If you look at the Vds vs Id vs Vgs characteristics curves, you will notice that the resistance of the IRF520 is about 0.4 ohm at Vgs = 5V.
Ok, so I take it that because the resistance is approx 0.4 ohm then I am effectively creating a voltage divider with the 2.2ohm resistor, so I will never be able to pull the voltage down to 0v, as some of it will always be across Vgs (approx 0.6v by my calcs). However, this obviously becomes a negligible voltage at higher resistances of R. Is that right?
You need a driver which creates more than 5V at the gate..
When the mosfet is not fully opened, it works in a linear region and heats up.
Ok, I have tested and you appear to be correct. When looking at the graphs on the datasheet (I hate logarithmic scales), it appears that at 5v Vgs & 5v Vds the drain current is circa 1.4-1.58A
However I cannot find anything in the datasheet that states in order to drive a Vds of 5v I need to have a Vgs geater than 5v...so what is happening here?? I am still a bit confused due to lack of information in the datasheet
Or use a logic level MOSFET. The spikes are generated by the power resistor since it's wirewound and therefore inductive.
I think you are correct, logic level MOSFET would be best.
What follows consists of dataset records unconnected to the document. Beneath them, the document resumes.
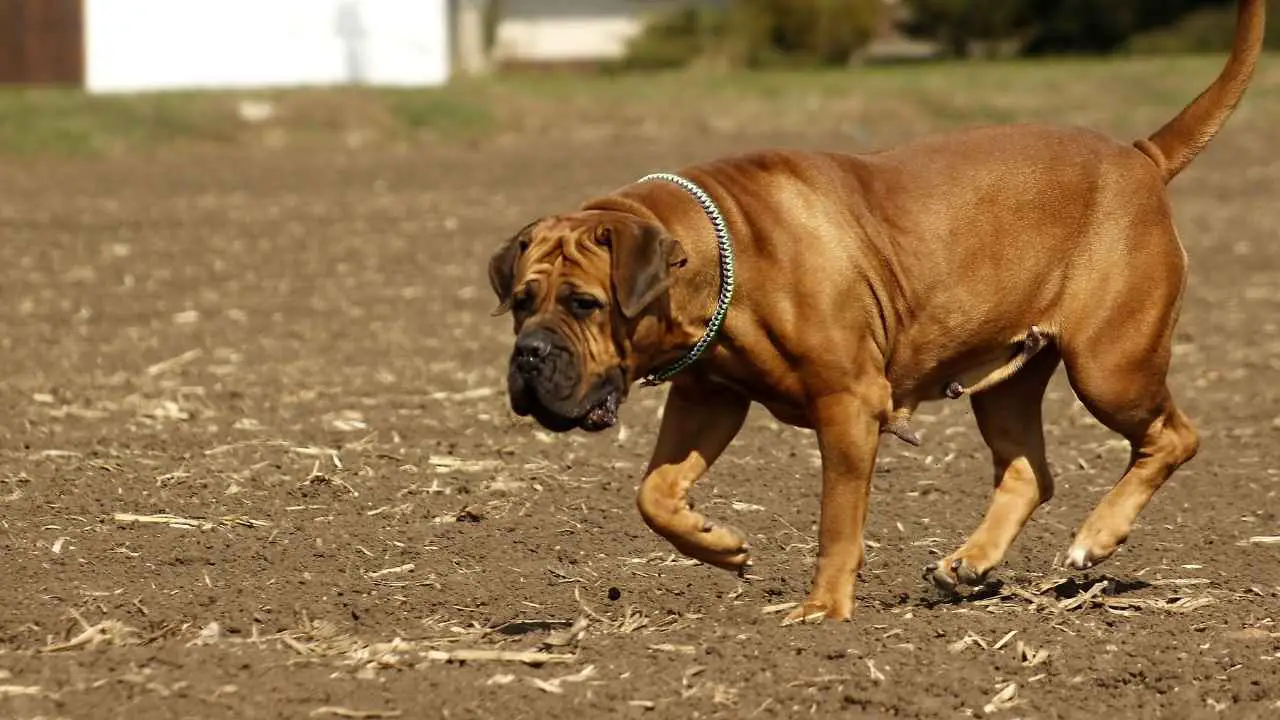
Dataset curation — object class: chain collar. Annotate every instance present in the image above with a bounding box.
[635,173,736,387]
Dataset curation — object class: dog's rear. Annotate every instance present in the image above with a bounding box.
[914,0,1267,590]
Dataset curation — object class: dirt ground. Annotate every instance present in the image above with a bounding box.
[3,79,1280,720]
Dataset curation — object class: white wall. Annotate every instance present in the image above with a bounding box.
[492,0,649,63]
[85,0,450,93]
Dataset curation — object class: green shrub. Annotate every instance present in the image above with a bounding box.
[1127,0,1279,53]
[903,0,1030,58]
[901,0,1265,57]
[622,0,884,70]
[621,4,731,70]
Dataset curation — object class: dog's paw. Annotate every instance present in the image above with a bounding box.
[925,556,992,595]
[643,502,753,573]
[1063,540,1118,571]
[1064,525,1128,571]
[673,519,752,573]
[1064,547,1095,571]
[781,595,853,626]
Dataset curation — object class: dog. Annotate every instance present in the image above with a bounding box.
[486,0,1265,624]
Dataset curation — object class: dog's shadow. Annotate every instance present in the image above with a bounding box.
[911,573,1154,610]
[487,619,573,637]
I did actually suspect inductance in the wirewound resistor causing the spikes, so I added a flyback diode to try and eliminate them, but it didn't actually do anything.
Adding a 1k resistor to the gate however, did remove the spikes when the gate powered off (voltage output went to 5v).
Any further explanations on the above?
It is clear you guys are correct, but due to lack of info on the datasheet I am still a bit perplexed as to why it reacts as it does.